Standing in England’s way are France, who proved so inadequate a challenge that annual internationals were abandoned after a 60-point thrashing in 2010.
That snub could be a motivating factor for the French at the DW Stadium in Wigan tonight. The real question, however, is whether the Super League experience in their squad will ever make them competitive at this level.
The theory about the Catalan Dragons’ entry into Super League has always been that it would lift the standard of the national side. So far, that has not happened. The latest to try to make the connection is the Wakefield coach, Richard Agar, and he has not found it an easy task so far.
France would probably not even be in the quarter-finals if Papua New Guinea’s David Mead had not missed an easy shot at goal in the last minute of their first group match.
But crowds flocked to the games at Avignon and Perpignan and France showed a real willingness to battle to the end in Monday’s match against Samoa. If they can reproduce the same spirit at the DW this evening, they could at least make it interesting.
Agar has brought in another promising young Catalan, Damien Cardace, for possible inclusion on the wing, while Sam Tomkins, playing his last game in Wigan before decamping to the NRL, picks out his opposite number, Morgan Escare, as a threat.But there is no place for the recent Hull KR signing, Kevin Larroyer.
The search of the England coach, Steve McNamara, for his best side takes a step forward with the return of Josh Charnley on the right wing in place of his rival Tom Briscoe, and of James Roby at hooker.
Michael McIlorum had his chance in that role against Fiji last week but did not seem to do enough to put him ahead of Roby in the pecking order.
In the earlier game at Wrexham, it is hard to imagine Australia having too much trouble with the shock side of the tournament, the United States.
Australia have left out the experienced centre Brent Tate, with Jarryd Hayne likely to replace him.
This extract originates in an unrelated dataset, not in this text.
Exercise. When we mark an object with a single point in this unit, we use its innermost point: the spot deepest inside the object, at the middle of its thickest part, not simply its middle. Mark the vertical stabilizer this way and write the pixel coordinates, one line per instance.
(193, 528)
The latest unexpected twist from the US is that second-rower Mark Cantoni, who broke an arm in the warm-up game against France last month, recovered fast enough to be considered.
The best game of the weekend could well be tomorrow’s at Warrington, where Fiji face Samoa for the remaining place in the semi-finals; it is certainly the hardest to predict.
Samoa were in brutal mood in the tackle in their last game against France, which left them with a legacy of disciplinary issues before this one.
They have a man named Sue – Sauaso Sue, to be precise – available after his one-match ban for tripping was overturned on appeal this week.
However, they will be without another forward, Leeson Ah Mau, whose appeal against his one-game suspension for a shoulder-charge has failed,
Should Fiji fail to win, that will be the end of the career of one of the great forwards. Petero Civoniceva played in the Australia front-row for almost a decade and came out of international retirement at 37 to captain the land of his birth in this World Cup.